DSG buzzing after electric Christmas sales

The Dixons owner has surprised everyone by reporting an 8% hike in sales over the Christmas period.

by
Last Updated: 06 Nov 2012

In a rash of retail results out this morning, perhaps the most (pleasantly) surprising come from DSG International, the group that owns Dixons, Currys and PC World. There was a time when DSG looked like a basket case, with internet retailers set to devour its market share. But under the leadership of ex-Tesco man John Browett, it appears to have bounced back with a vengeance: like-for-like sales soared 8% in the 12 weeks to January 9, smashing the City’s expectations of a measly 3% hike. Apparently that equates to selling a TV and a computer every 2 seconds throughout the Christmas period. Perhaps UK shoppers were working on the basis that they won’t be able to afford to go out much this year?

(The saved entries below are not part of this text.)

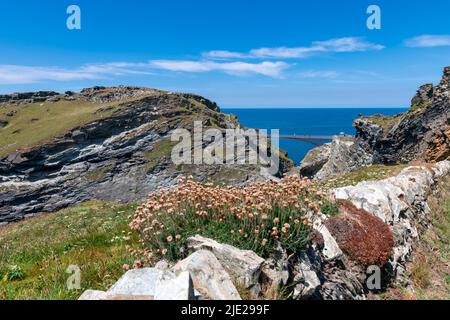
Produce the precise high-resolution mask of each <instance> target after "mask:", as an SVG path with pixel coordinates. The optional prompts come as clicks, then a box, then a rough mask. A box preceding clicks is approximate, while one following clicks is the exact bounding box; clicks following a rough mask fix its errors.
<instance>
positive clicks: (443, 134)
mask: <svg viewBox="0 0 450 320" xmlns="http://www.w3.org/2000/svg"><path fill="white" fill-rule="evenodd" d="M354 126H355V128H356V132H357V133H356V137H355V141H354V142H353V143H347V144H346V145H345V146H346V147H345V148H342V146H343V145H344V144H343V143H342V142H341V141H340V138H339V137H337V138H336V139H335V141H334V142H333V143H331V144H328V145H326V146H325V147H320V148H321V149H315V150H313V151H311V152H310V153H309V154H308V155H307V156H306V158H305V160H304V161H303V162H302V164H301V167H300V173H301V174H302V175H305V176H309V177H316V178H317V179H327V178H329V177H332V176H336V175H340V174H342V173H348V172H351V171H354V170H356V169H359V168H361V167H365V166H369V165H371V164H399V163H408V162H411V161H414V160H419V161H425V162H435V161H442V160H445V159H448V158H449V157H450V67H447V68H445V69H444V75H443V77H442V80H441V82H440V83H439V85H437V86H433V85H432V84H426V85H423V86H421V87H420V88H419V90H418V91H417V94H416V95H415V96H414V98H413V99H412V101H411V108H410V109H409V110H408V111H407V112H405V113H402V114H398V115H396V116H393V117H385V116H382V115H376V116H371V117H361V118H359V119H357V120H355V122H354ZM321 150H322V151H321ZM317 159H320V161H318V160H317ZM312 169H313V170H312Z"/></svg>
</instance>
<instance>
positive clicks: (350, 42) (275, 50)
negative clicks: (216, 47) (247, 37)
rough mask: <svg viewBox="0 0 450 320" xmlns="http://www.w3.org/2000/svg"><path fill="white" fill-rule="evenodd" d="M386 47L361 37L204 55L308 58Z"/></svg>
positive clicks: (230, 51)
mask: <svg viewBox="0 0 450 320" xmlns="http://www.w3.org/2000/svg"><path fill="white" fill-rule="evenodd" d="M383 48H384V46H382V45H379V44H375V43H372V42H369V41H367V40H365V39H363V38H359V37H345V38H336V39H330V40H326V41H315V42H313V43H312V44H311V45H310V46H308V47H292V48H290V47H275V48H259V49H253V50H250V51H249V52H248V53H239V52H233V51H226V50H216V51H209V52H206V53H204V54H203V55H204V56H205V57H208V58H212V59H233V58H249V59H263V58H278V59H292V58H306V57H308V56H310V55H312V54H316V53H321V52H362V51H371V50H382V49H383Z"/></svg>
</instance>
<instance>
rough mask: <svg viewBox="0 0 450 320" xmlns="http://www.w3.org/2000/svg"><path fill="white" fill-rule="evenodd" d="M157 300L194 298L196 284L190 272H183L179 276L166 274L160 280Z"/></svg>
mask: <svg viewBox="0 0 450 320" xmlns="http://www.w3.org/2000/svg"><path fill="white" fill-rule="evenodd" d="M154 299H155V300H194V299H195V293H194V285H193V283H192V279H191V276H190V274H189V272H187V271H185V272H181V273H179V274H178V276H177V277H173V276H166V277H165V278H161V279H159V280H158V282H157V284H156V288H155V297H154Z"/></svg>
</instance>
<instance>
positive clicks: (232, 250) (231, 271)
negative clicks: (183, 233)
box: [187, 235, 264, 288]
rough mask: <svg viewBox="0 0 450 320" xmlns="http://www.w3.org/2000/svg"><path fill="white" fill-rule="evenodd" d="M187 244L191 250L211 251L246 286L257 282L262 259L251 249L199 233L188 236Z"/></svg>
mask: <svg viewBox="0 0 450 320" xmlns="http://www.w3.org/2000/svg"><path fill="white" fill-rule="evenodd" d="M187 246H188V248H189V249H190V250H193V251H198V250H209V251H211V252H212V253H213V254H214V255H215V256H216V258H217V259H218V260H219V261H220V263H221V264H222V266H223V267H224V268H225V270H227V272H228V273H229V274H230V275H231V276H232V277H233V278H234V279H235V280H236V281H238V282H240V283H241V284H242V285H244V286H245V287H246V288H251V287H252V286H254V285H257V284H258V281H259V276H260V273H261V267H262V265H263V263H264V259H263V258H261V257H259V256H258V255H257V254H256V253H254V252H253V251H250V250H241V249H238V248H235V247H233V246H230V245H227V244H221V243H219V242H217V241H214V240H212V239H208V238H204V237H202V236H199V235H197V236H195V237H191V238H189V239H188V241H187Z"/></svg>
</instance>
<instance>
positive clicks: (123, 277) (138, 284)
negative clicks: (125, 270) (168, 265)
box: [108, 268, 164, 300]
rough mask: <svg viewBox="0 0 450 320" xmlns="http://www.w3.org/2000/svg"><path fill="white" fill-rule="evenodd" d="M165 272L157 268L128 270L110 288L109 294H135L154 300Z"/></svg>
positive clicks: (108, 294)
mask: <svg viewBox="0 0 450 320" xmlns="http://www.w3.org/2000/svg"><path fill="white" fill-rule="evenodd" d="M163 274H164V273H163V272H162V271H161V270H159V269H155V268H143V269H133V270H129V271H127V272H126V273H125V274H124V275H123V276H122V277H121V278H120V279H119V280H118V281H117V282H116V283H115V284H114V285H113V286H112V287H111V288H110V289H109V290H108V296H134V297H140V298H143V299H149V300H153V299H154V297H155V289H156V285H157V283H158V281H159V279H160V278H161V277H162V276H163Z"/></svg>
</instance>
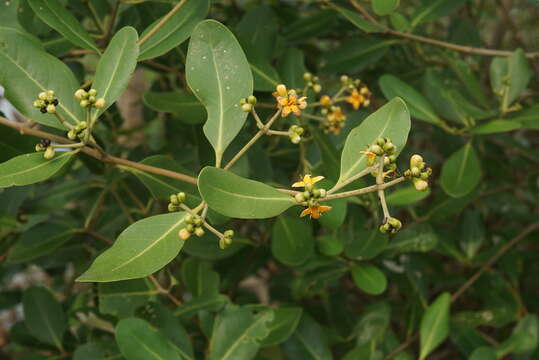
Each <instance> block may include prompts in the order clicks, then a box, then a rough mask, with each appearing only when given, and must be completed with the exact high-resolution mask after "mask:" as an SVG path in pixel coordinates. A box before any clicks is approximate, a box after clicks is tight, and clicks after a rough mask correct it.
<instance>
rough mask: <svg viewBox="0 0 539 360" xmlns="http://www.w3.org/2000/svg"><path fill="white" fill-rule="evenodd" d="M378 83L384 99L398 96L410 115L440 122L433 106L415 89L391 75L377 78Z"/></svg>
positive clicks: (425, 120)
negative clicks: (380, 89) (401, 99)
mask: <svg viewBox="0 0 539 360" xmlns="http://www.w3.org/2000/svg"><path fill="white" fill-rule="evenodd" d="M378 85H380V89H381V90H382V92H383V93H384V96H385V97H386V99H388V100H389V99H392V98H394V97H395V96H400V97H402V98H403V100H404V101H406V105H407V106H408V107H409V108H410V114H411V115H412V117H414V118H416V119H418V120H422V121H425V122H428V123H431V124H435V125H437V124H440V123H441V122H442V120H441V119H440V118H439V117H438V115H436V112H435V111H434V108H433V107H432V105H431V104H430V103H429V102H428V100H427V99H425V98H424V97H423V95H421V94H420V93H419V92H418V91H417V90H416V89H414V88H413V87H411V86H410V85H408V84H406V83H405V82H404V81H402V80H400V79H399V78H397V77H395V76H393V75H389V74H386V75H383V76H382V77H381V78H380V80H378Z"/></svg>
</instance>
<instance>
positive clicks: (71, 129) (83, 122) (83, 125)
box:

It’s a pretty impressive showing from DSG: overall group sales were up 11%, while trading was ‘ahead of expectations in all markets’. Analysts were expecting a strong showing in the Nordics, and DSG certainly delivered on that – like-for-likes were up a hefty 18%. But it also enjoyed a ‘record-breaking’ festive period in the UK – not just for TVs and computers (helped, apparently, by the success and popularity of Windows 7), but also in white goods. Its new format stores did particularly well: the out-of-town Megastores all racked up sales of over £1m in the first week of the sale (and judging by the scrum in MT’s local Currys on New Year’s Eve, we’re not surprised).

Browett has been focusing on cost cuts, as you’d expect: DSG is apparently on track to deliver about £50m in savings this year, with another £150m to come. But as these figures show, he’s also been investing selectively: as part of its euphemistically named ‘Renewal and Transformation’ plan (which he describes as ‘self-help’), many of its existing stores have been refurbished to make them a little less poky, while the new Megastore format is also clearly paying dividends.

Not content with all this, Browett has also been taking steps to address another potential problem: he’s started a consultation period with its defined benefit pension scheme members, with the aim of closing the scheme to future accruals (though they’ll get to keep their old ones). So that should shore up the finances too.

In fact, just about our only gripe with Browett is that he refused to give much of a steer on DSG’s prospects for 2010 – he said he didn’t know whether the group would be able to maintain this kind of growth, because it depended on various imponderables like government policy (though he seems to be leaning towards a Goldilocks scenario – not too hot, but not too cold either). Admirably honest, but it doesn’t help our efforts to bring this article to a neat and tidy conclusion.